André Lara Resende debate com L. Randall Wray sobre a MMT

À luz da Teoria Monetária Moderna (MMT, na sigla em inglês), a política de cortes orçamentários profundos para reduzir o déficit público no Brasil está equivocada do ponto de vista macroeconômico, porque o país ainda sofre com altas taxas de desemprego e insuficiência de investimentos públicos em setores essenciais. O diagnóstico feito ontem pelo economista André Lara Resende reverberou vários dos pontos defendidos por um dos formuladores dessa relativamente nova vertente teórica, o americano L. Randall Wray.

As premissas básicas fundamentais da MMT foram apresentadas por Wray e Resende em palestra promovida pelo Centro Brasileiro de Relações Internacionais (Cebri), na Casa Firjan, e na Fundação Getulio Vargas (FGV), em evento promovido pelo Cebri em parceria com o Valor e o Centro de Estudos do Novo Desenvolvimentismo, da FGV-SP.

“Alguns dos nossos críticos dizem: ‘Não há nada de novo na MMT’. E eu respondo: ‘Você está certo. Foi o que dissemos o tempo todo’”, ironizou Wray, professor do Bard College, em Nova York, e membro do Levy Institute. Apesar de argumentar a MMT ter agregado fragmentos de estruturas teóricas já estabelecidas, Wray ganhou destaque por suas críticas à teoria e às políticas monetárias ortodoxas.

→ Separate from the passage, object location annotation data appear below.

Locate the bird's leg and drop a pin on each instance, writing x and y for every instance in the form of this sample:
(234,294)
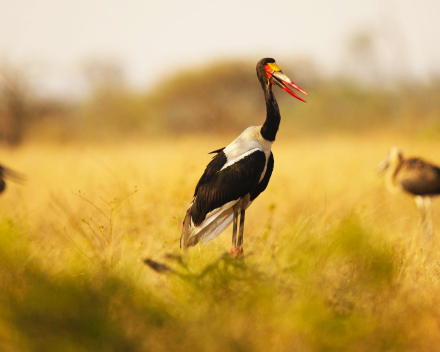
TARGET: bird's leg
(240,234)
(234,230)
(421,206)
(237,249)
(429,221)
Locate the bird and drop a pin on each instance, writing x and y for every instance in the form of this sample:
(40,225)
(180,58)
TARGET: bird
(6,173)
(413,176)
(239,172)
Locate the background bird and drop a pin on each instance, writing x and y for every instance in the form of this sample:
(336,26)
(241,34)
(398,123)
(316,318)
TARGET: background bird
(8,174)
(415,177)
(238,173)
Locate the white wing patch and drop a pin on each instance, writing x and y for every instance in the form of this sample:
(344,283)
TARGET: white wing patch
(234,160)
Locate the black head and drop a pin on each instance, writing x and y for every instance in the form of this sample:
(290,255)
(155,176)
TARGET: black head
(269,73)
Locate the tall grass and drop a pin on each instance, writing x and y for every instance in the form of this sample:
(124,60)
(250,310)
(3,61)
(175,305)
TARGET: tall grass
(333,262)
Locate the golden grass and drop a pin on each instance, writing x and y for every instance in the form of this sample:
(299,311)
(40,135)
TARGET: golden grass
(334,261)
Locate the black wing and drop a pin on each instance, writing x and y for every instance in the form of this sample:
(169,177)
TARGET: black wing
(265,181)
(217,188)
(419,177)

Para ele, o aumento da relação entre a dívida pública e o PIB, mesmo por longos períodos, não caracteriza por si só uma trajetória econômica insustentável. Wray citou especificamente o exemplo dos Estados Unidos para justificar sua posição: “Até agora, a relação entre a dívida pública e o PIB vem crescendo desde 1791 a uma taxa média de 1,82% [ao ano]”, explicou. “Meu argumento é: se algo vem acontecendo por 200 anos, provavelmente é sustentável.

Entre outros pontos, a MMT preconiza: os governos emissores de sua própria moeda não podem quebrar. O excesso de moeda não provoca necessariamente inflação. “A inflação não é resultado do excesso de moeda, mas do excesso de demanda agregada ou das expectativas de inflação”, afirmou Lara Resende, em artigo publicado pelo Valor em março.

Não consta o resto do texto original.